Photo : Alain Barbero | Texte : Marcus Klugmann | Traduction : Sylvie Barbero-Vibet

 

Comme les parents de ma petite amie de l’époque préféraient les cafés au mobilier et à la musique uniformes, je me suis senti un peu comme un hôte (qui fait payer ses clients à la fin). Même si je n’étais pas du genre à faire la conversation, j’ai tout de même essayé de briser la glace. J’ai donc raconté que ces derniers temps, je m’asseyais tous les jours à cette table du fond, que j’y écrivais et lisais, je décrivais à quel point c’était joli à la lueur de la bougie, quand elle vacille un peu sur la page devant soi, dans quelle bulle confortable on se trouve protégé par le hâlo de lumière, à l’abri de tous les maux passés, présents et futurs du monde et des autres convives, tout en étant nourri par le placenta cotonneux et prometteur de leurs murmures …
Je me suis peut-être un peu emporté, excusez-moi, ce n’était certainement pas la formulation exacte.
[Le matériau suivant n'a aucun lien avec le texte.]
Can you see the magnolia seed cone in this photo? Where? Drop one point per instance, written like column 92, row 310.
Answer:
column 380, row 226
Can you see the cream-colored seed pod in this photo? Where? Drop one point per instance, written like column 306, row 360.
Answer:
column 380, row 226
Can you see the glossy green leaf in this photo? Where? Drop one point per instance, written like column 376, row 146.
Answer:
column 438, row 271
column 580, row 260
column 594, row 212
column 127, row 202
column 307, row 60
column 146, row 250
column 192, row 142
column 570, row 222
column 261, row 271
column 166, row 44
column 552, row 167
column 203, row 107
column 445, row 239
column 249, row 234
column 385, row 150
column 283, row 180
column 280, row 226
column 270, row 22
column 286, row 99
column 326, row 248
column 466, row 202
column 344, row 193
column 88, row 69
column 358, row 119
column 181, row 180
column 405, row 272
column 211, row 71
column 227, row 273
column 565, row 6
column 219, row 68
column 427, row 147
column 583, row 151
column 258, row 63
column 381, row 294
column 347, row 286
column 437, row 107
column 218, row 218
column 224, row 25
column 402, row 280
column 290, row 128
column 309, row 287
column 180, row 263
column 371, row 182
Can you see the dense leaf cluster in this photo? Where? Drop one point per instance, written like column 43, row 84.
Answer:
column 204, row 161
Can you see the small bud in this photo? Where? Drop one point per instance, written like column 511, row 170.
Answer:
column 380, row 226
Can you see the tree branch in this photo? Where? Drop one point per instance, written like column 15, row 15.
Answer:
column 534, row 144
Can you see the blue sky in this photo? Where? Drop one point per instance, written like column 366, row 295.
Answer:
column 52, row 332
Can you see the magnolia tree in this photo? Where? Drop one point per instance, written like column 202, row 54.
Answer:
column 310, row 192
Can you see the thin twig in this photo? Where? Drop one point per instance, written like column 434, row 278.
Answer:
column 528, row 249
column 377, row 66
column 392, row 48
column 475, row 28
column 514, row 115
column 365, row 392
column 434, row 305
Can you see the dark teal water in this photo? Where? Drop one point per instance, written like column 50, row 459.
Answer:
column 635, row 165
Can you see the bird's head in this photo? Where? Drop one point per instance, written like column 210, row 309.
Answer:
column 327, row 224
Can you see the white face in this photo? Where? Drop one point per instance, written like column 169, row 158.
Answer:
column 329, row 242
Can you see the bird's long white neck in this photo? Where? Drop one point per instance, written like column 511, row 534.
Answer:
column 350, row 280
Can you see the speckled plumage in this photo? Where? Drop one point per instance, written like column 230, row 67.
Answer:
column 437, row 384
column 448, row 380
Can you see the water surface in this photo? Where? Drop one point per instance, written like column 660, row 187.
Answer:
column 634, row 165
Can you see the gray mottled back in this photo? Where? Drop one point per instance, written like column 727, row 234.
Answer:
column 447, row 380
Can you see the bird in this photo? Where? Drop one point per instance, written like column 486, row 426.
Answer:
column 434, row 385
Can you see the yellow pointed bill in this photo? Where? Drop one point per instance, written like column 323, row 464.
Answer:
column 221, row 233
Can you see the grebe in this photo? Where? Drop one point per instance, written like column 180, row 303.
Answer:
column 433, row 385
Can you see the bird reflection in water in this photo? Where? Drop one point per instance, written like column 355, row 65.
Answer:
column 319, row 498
Mais j’ai conclu mon petit exposé de la manière suivante : parfois, je m’imagine être Peter Altenberg à Vienne, il y a cent ans. C’était un écrivain qui vivait quasiment au café. Aujourd’hui encore, il y est assis sous forme de statue à sa place habituelle. Peut-être qu’ils mettront aussi un jour une statue de moi ici, penché sur mes manuscrits, à la table du coin. Héhé.
On ne devrait pas essayer de briser la glace sur laquelle on doit encore évoluer toute une soirée. De toute façon, j’ai toujours eu l’impression que les parents de mon amie de l’époque souhaitaient un homme plus pragmatique que moi pour leur fille. C’est d’autant plus incompréhensible que j’ai cru avec la phrase suivante, regagner le rivage plus modeste et donc prétendument plus sûr : Eh bien, il n’a pas gagné grand chose avec son art, il devait sans arrêt se faire payer son Einspänner (c’est un espresso avec de la crème fouettée – très populaire dans les cafés viennois). (En fait, j’ai appris, en retravaillant ce texte, qu’il n’y avait pas de statue à la table d’Altenberg. Seulement une poupée de cire, juste à l’entrée, tout sauf flatteuse).

 


Interview de l’auteur

Que signifie la littérature pour toi ?
Marcus Klugmann : Heureusement et malheureusement, à peu près tout. Pas une seconde dans la journée où je ne pense pas à elle.
Heureusement, parce que pendant longtemps, je n’ai pas su ce que je voulais faire de ma vie, parce que j’ai toujours regretté de ne pas être passionné par quelque chose et que j’ai toujours admiré ceux qui ont une passion.
Et puis malheureusement, parce que je ne veux et ne peux plus rien faire d’autre, je ne sers à rien/ne suis pas utile à grand chose, je le dis sans coquetterie, et c’est assez handicapant au quotidien (je corrige : très, pas assez). Je veux dire : je pourrais, maintenant que nous avons un jardin, m’intéresser à la culture et à l’entretien des plantes ou au moins vouloir réparer la petite maisonnette qui se trouve là, dans le jardin ouvrier. Mais j’ai du mal.
Exception faite de mes enfants et de ma femme, qui sont toujours présents en moi et autour de moi, et qui doivent le rester pour toujours, qu’il en soit ainsi.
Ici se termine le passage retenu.